Medienmitteilung

Mit grosser Empörung hat der Verein Städtepartnerschaft Basel-Van auf die Nachricht reagiert, dass am vergangenen Donnerstag in der Türkei zwei wichtige Vertrauenspersonen des Vereins verhaftet worden sind: Bekir Kaya, demokratisch gewählter Oberbürgermeister von Van, und Nezahat Ergünes, demokratisch gewählte Bürgermeisterin von Van-Bostanici, einer Vorortgemeinde der Stadt Van. Mit Beiden hat der Verein einen regen Austausch gepflegt. Bekir Kaya war unser Partner für die Nothilfeaktion, die wir zusammen mit kurdischen und türkischen Migrantinnen und Migranten nach dem verheerenden Erdbeben im vergangenen Oktober organisiert haben. Nezahat Ergünes ist unsere Ansprechperson für die Frauenprojekte, die der Verein in Van-Bostanici unterstützt. Wie wir am vergangenen Sonntag erfahren haben, ist sie inzwischen wieder auf freiem Fuss, was aber nicht heisst, dass die Anklage gegen sie fallen gelassen worden wäre. Bekir Kaya hingegen wurde ins Gefängnis überführt. Erst vor kurzem hat eine Delegation des Vereins die Stadt Van besucht und mit Beiden Gespräche geführt.

Hintergrund

Die Verhaftungen sind vor dem Hintergrund einer eigentlichen Repressionswelle zu sehen, die vor drei Jahren, nach dem überwältigenden Wahlerfolg der kurdischen Partei BDP bei den Kommunalwahlen, ihren Anfang nahm.

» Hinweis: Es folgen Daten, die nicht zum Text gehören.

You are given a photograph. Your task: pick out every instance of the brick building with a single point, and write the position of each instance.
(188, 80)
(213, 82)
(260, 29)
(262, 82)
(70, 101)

Seither werden täglich Oppositionelle verhaftet, über 7‘000 politische Häftlinge sind es inzwischen. Die Repression richtet sich nicht nur gegen Kaderleute, demokratisch gewählte Abgeordnete und Bürgermeisterinnen der BDP. Im Visier der Justiz sind auch kritische Journalisten, Anwältinnen, Menschenrechtsaktivistinnen, die türkische Linke und Gewerkschafter. In den meisten Fällen stützt sich die Justiz auf Anti-Terrorgesetze, die noch unter der Militärdiktatur in Kraft gesetzt worden sind und der Willkür Tür und Tor öffnen. „Alles, was Kurdinnen und Kurden machen, um die Lebensumstände der Bevölkerung zu verbessern, wird kriminalisiert“, sagte Bekir Kaya gegenüber der Basler Delegation. Die Vorgängerin von Nezahat Ergünes als Bürgermeisterin von Van-Bostanici – Gülcihan Simsek – sitzt seit drei Jahren in Untersuchungshaft, ohne Urteil. Die Methoden, mit denen die Regierungspartei AKP und Premierminister Erdogan die Opposition mundtot zu machen versuchen, ähneln frappant denjenigen der früheren Militärdiktatur.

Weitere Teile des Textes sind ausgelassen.